The Russian invasion of Ukraine has made the path ahead more uncertain, so the economic forecast will be more of a rough blueprint than a hard plan. But for now, the economy is looking strong — and officials are likely to expect a series of policy changes in 2022 and into 2023.
But more modest wage growth, if it continues, could give the Fed a little more breathing room to steadily but not frantically withdraw support. As jobs proved plentiful and workers difficult to find, wages began to rise rapidly, attracting the attention of the Federal Reserve. Rapid wage gains made it more likely that labor costs would start to drive up prices, making them last longer.
The report released on Friday is just one number and the wage data bounce, but it may ease pressure on the margins. Average hourly wages rose 5.1 percent in the year to February, well short of the 5.8 percent gain economists had expected.
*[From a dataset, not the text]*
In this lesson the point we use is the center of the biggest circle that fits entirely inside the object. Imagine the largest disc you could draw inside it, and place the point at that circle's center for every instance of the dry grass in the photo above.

On a monthly basis, the salary is not collected at all.
The annual gains remain a solid pace of wage increases for American workers — hourly earnings rose 2 to 3 percent in the years leading up to the pandemic — but if wage gains continue to moderate, they could strike central banks as more sustainable.
This is especially true because the slowdown came with an increase in the percentage of people working or looking for work, and with more hours worked per week, indicating that employers are able to find a more willing supply of labor. With more workers available, the economy may be able to produce more and grow more quickly without overheating.
While workers clearly favor a faster pace of wage gains, the strong increases haven’t been enough to keep pace with inflation in recent months. If the Fed and market forces can cut price increases without causing a painful recession that puts people out of work, that could ensure that steady wage gains continue without being completely eaten up by higher prices — a good outcome economists sometimes refer to as an “easy landing.”